Adaptive is the right default for most users. Turn it on once and forget about it; Kanvas picks the mode that keeps interactions snappy. You only need to revisit the ceiling when:

  • You want to cap the fidelity β€” for example, on a shared machine where you know you’ll always be below Full capability. Set the ceiling to Medium.
  • You are presenting or exporting β€” for a screenshot, a demo, or a final review, you want a deterministic render mode. Turn adaptive off and pick Full manually so you’re not midway through a mode transition when you take the screenshot.
  • You are debugging a performance problem β€” turning adaptive off and manually selecting each mode gives you a clean A/B comparison to isolate what is actually causing the slowdown.

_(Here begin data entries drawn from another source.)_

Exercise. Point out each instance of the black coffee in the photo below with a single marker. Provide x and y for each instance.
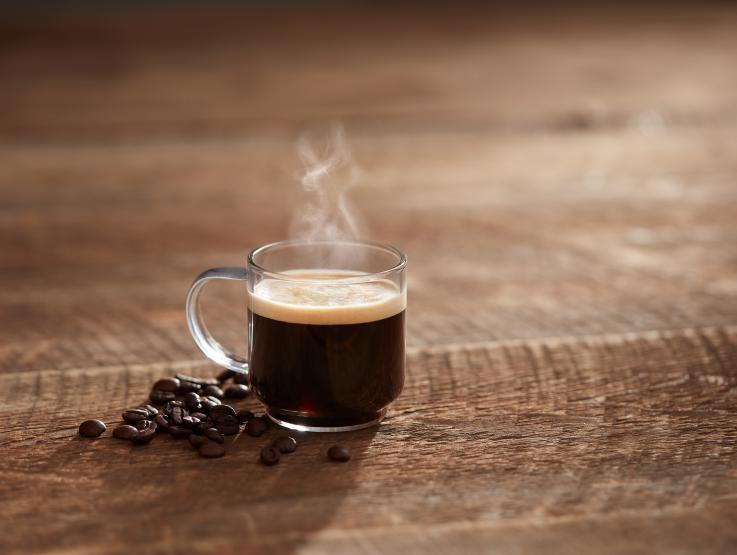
(328, 356)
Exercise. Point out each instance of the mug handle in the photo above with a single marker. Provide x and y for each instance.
(206, 342)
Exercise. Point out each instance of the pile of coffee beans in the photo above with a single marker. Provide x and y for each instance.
(193, 409)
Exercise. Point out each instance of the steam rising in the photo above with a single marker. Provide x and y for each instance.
(329, 173)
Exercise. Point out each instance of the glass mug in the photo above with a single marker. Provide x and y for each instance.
(326, 328)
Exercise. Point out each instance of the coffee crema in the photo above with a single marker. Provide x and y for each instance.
(327, 349)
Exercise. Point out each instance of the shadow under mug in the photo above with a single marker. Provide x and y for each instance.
(326, 331)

Adaptive mode is dynamic by design. That means the canvas you’re looking at may change fidelity between one minute and the next. Turn it off when:

  • You are recording a video or capturing screenshots where mid-capture mode changes would be distracting.
  • You are teaching or demoing Kanvas and you want viewers to see a specific render mode.
  • You are comparing two designs side-by-side and you want to be sure they are both rendered at the same fidelity.

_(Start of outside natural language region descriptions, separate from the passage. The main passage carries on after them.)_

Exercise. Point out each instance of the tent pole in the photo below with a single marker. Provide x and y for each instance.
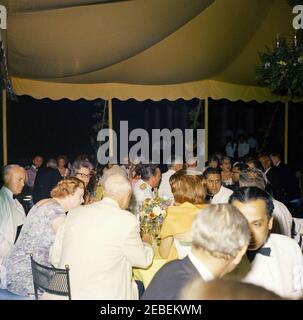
(4, 127)
(286, 133)
(206, 128)
(110, 124)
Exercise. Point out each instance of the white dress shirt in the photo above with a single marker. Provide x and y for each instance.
(165, 188)
(222, 196)
(282, 217)
(12, 215)
(281, 272)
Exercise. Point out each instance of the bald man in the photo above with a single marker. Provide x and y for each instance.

When Adaptive mode downshifts, Kanvas may display suggestions to help you optimize your design. These appear as toast notifications with actionable recommendations:

  • “N tagsets detected” β€” Large numbers of TagSets (BubbleSets) are computationally expensive. Consider disabling some via the Layers panel.
  • “N parent nodes detected” β€” Deeply nested compound nodes increase render complexity. Collapsing some parent nodes may help.
  • “N components visible” β€” High-density designs benefit from layer filtering to hide components you are not currently working with.
  • “N relationships” β€” Designs with many relationships render faster in Wireframe mode.

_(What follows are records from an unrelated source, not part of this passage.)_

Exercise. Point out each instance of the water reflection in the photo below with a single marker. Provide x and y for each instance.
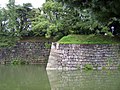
(23, 78)
(77, 80)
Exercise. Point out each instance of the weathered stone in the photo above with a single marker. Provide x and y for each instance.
(95, 54)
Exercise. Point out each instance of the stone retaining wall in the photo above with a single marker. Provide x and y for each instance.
(76, 56)
(32, 52)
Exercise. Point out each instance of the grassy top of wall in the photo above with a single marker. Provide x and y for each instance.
(35, 39)
(89, 39)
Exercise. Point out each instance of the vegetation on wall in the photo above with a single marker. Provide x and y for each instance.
(89, 39)
(58, 18)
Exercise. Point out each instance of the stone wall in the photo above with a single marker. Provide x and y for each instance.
(76, 56)
(80, 80)
(32, 52)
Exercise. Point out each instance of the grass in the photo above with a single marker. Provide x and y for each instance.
(89, 39)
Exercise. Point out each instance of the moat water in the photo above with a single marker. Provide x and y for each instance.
(35, 77)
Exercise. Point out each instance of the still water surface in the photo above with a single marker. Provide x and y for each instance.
(37, 78)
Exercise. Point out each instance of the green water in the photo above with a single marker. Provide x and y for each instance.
(33, 77)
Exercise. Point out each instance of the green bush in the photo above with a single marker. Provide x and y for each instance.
(88, 67)
(15, 62)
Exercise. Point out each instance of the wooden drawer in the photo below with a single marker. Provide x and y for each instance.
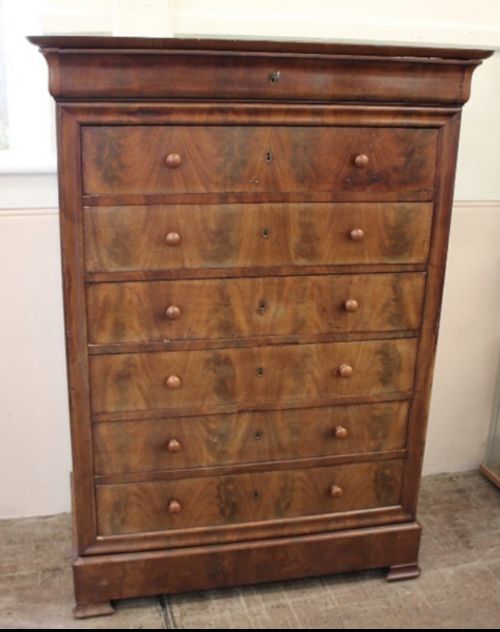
(242, 308)
(211, 159)
(251, 497)
(132, 238)
(171, 444)
(204, 381)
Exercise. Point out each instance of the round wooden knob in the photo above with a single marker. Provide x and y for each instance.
(346, 370)
(339, 432)
(172, 312)
(174, 446)
(336, 491)
(173, 381)
(173, 239)
(173, 161)
(351, 305)
(174, 506)
(357, 234)
(361, 161)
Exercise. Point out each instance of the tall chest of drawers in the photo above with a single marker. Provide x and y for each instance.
(253, 242)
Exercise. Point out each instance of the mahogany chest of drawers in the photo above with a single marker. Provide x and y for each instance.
(253, 240)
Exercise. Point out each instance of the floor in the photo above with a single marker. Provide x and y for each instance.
(459, 586)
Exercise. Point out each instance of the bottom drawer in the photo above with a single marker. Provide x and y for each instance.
(244, 498)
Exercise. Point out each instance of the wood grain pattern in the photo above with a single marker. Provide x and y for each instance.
(246, 308)
(131, 159)
(213, 379)
(210, 501)
(166, 68)
(244, 563)
(232, 236)
(269, 160)
(142, 446)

Each suggestion is shown at most once per minute to avoid notification fatigue.

If you want to…Do this
Keep the canvas snappy without thinking about itTurn on Adaptive with Full as the ceiling.
Polish a design visually before sharingTurn off Adaptive. Pick Full manually.
Lay out a 500+ component design efficientlySwitch to Wireframe for the layout pass, then bump back to Medium or Full for the detail pass.
Share a read-only viewPick View-Only and share the design URL.
Recover autopan that stopped workingEither switch to a lower-fidelity render mode or delete/hide components to drop below the per-mode size threshold.
Make a snapshot with all badges and TagSets forced visibleUse ?render=full in the URL β€” see Design Render Quality.
  1. Start with Adaptive mode for everyday work β€” it handles performance automatically and keeps the canvas responsive.
  2. Use Full mode selectively β€” reserve it for final visual review or documentation screenshots.
  3. Switch to Wireframe for layout work β€” it is the fastest mode for rearranging large designs.
  4. Use View Only for sharing β€” when embedding designs or sharing read-only snapshots where editing should be prevented.
  5. Set an appropriate ceiling β€” if you do not need badges or tagsets, set the ceiling to Medium to avoid unnecessary rendering overhead.
  6. Break large designs into smaller ones β€” designs beyond 500 components benefit from being split regardless of render mode. See Performance Limits and Tuning for more guidance.
  • Render mode applies globally to the entire canvas β€” you cannot set different modes for different areas of a design.
  • View Only mode strips all interactivity. You must switch to another mode to resume editing.
  • Adaptive mode thresholds are fixed and cannot be customized per-user or per-design.
  • Mode transitions may cause a brief visual flash as styles update across all elements.
  • The performance guidance system analyzes design structure, not actual GPU or CPU load β€” suggestions are heuristic-based.

All four render modes work in both Designer and Operator contexts:

  • In Designer mode, render modes control the fidelity of your editable design canvas. All modes except View Only allow full editing.
  • In Operator mode, the managed-by-Meshery and terminal session badges follow the same suppression rules as in Designer β€” they are visible in Full mode and hidden in Medium, Wireframe, and View Only modes.
  • View Only mode is particularly useful in Operator for monitoring dashboards where accidental edits should be prevented.